En aquella época, yo sí conocía el amor, y no le tenía miedo, sino al contrario, lo buscaba con desesperación y temeridad. Sin invención no hay amor, y yo me inventaba a las amadas, las adornaba con todo tipo de dones y atributos. Me enamoraba locamente y de un modo total, porque el amor, cuando es de verdad, no es divisible ni puede graduarse. De haber podido, yo habría dividido y repartido mi amor entre la amada, Dios, mi madre, mis hermanas, mis amigos, los indiecitos de los Andes que no tenían para comer, los que andan errantes por el mundo, quizá bajo la lluvia o el sol abrasador, y estoy seguro de que el amor hubiera dado para todos. Pero no podía ser, porque mi amor, mi infinito amor, era solo para la amada, todo para ella, sin desperdicios de mondas o miguitas, y todo cuanto no fuese la amada me era del todo ajeno y hasta odioso. Yo odiaba a todos a fuerza de amarla solo a ella. Por eso el amor nos hace solitarios, y a mí aquellos amores, como no eran correspondidos, me hacían además sufrir mucho y en soledad, pero ¡cómo disfrutaba yo con aquel sufrimiento! Sin él, la vida carecía de sentido. Ocurría incluso que a veces el sufrimiento no necesitaba ya de la amada para existir, sino que era soberano, despótico, señor de sí mismo, y que en su afán de poder excedía los límites del amor para extender sus dominios hacia todos los ámbitos de la mágica angustia existencial.

Con tanto dolor, el mundo se me hacía insoportable. Así que me escondía en casa y me ponía a leer. Leer entonces no era como ahora.
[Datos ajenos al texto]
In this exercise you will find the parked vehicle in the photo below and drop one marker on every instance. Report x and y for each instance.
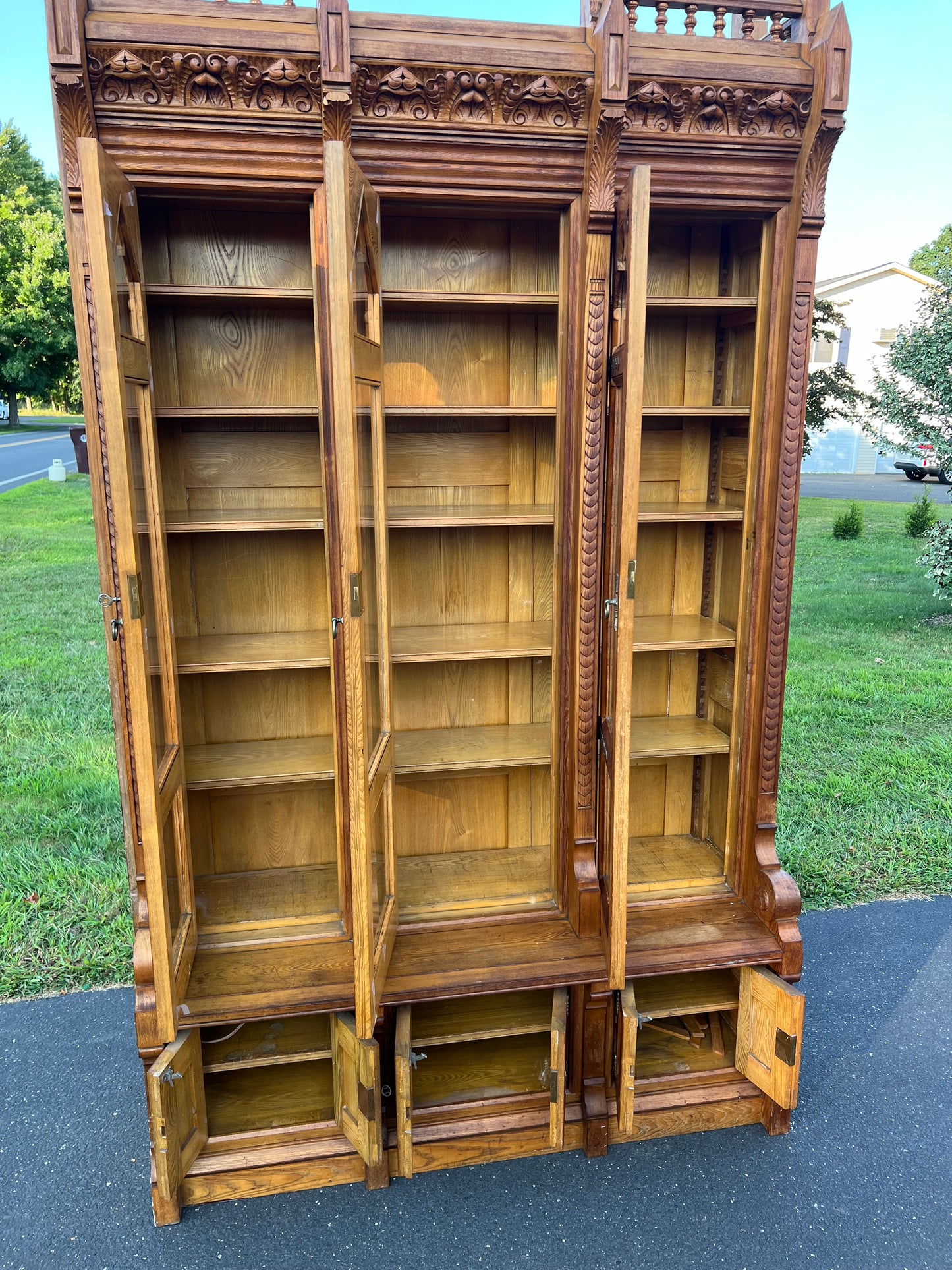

Leer entonces era entregarse a las palabras con la misma desesperación que al sufrimiento o al amor. Era como tirarse de cabeza a una hoguera, a un abismo, a un río voraginoso. Como ofrecer el pecho al filo cómplice de la espada enemiga. Leía a Bécquer, a Rabindranath Tagore, a Juan Ramón, a Mika Waltari, a Marcial Lafuente Estefanía, y también allí había mucho dolor del que disfrutar. Y mientras leía y sufría, también era guapo, ya lo creo que sí. Y luego ocurría que, cuando el dolor de los libros se hacía insufrible, salía de casa para distraerme y consolarme con los pequeños placeres de la vida. Y ya siempre fue así. A veces pienso que yo he viajado, he alternado, he follado, he bebido, he paseado, he contado chistes, he cantado en las sobremesas, he hecho tertulias, he jugado al fútbol y gritado los goles..., para evadirme del dolor que me inspiraban los infortunios de Antígona, de los gitanos de Lorca, del pobre Orlando cuando Sasha, cuyos ojos parecían también recién pescados, huye en su nave mar adentro, de Desdémona en su noche nupcial...

Pasé de la infancia a la literatura, sin transición. Y es que los primeros encuentros con las cosas son siempre los más extraordinarios y asombrosos, y los que no olvidaremos nunca, porque esas experiencias son ya para siempre. El primer encuentro con el amor, con la muerte, con la soledad, con las palabras, con el fuego. La primera vez que sentimos el latir de un pájaro vivo entre las manos. La primera vez que dormimos en el campo bajo las estrellas. Esa es la infancia: la edad de los hallazgos perdurables. Por eso la infancia es para siempre. Fuera de ella, y de su problemática prolongación en la adolescencia, a mí siempre me ha gustado más soñar la vida que vivirla. Mis mejores viajes, como ya dije, los he hecho con los libros, o con la fantasía cuando regresaba de ellos, de los viajes, y los recreaba en la memoria. Y lo mismo el amor.

Cuando miraba a Marta, a veces estaba deseando marcharme y quedarme a solas para verla en la memoria con los ojos omnipotentes de la imaginación. Al cabo del tiempo, ya casi en la vejez, descubrí que, sin saberlo, siempre he sido platónico. Del amor, de la belleza, del arte, de la literatura..., he percibido solo pálidos vislumbres de algo que yo sé bien que existe, pero que es inalcanzable y que para vivirlo solo cabe soñarlo. Quizá el problema no ha sido Marta, Pepita o Filomena, sino Platón, solo Platón. Pero a veces se produce el milagro y uno está a punto de alcanzar el sueño, de tocarlo, de tenerlo en las manos, como entonces, cuando el sueño se llamaba Marta y era Marta.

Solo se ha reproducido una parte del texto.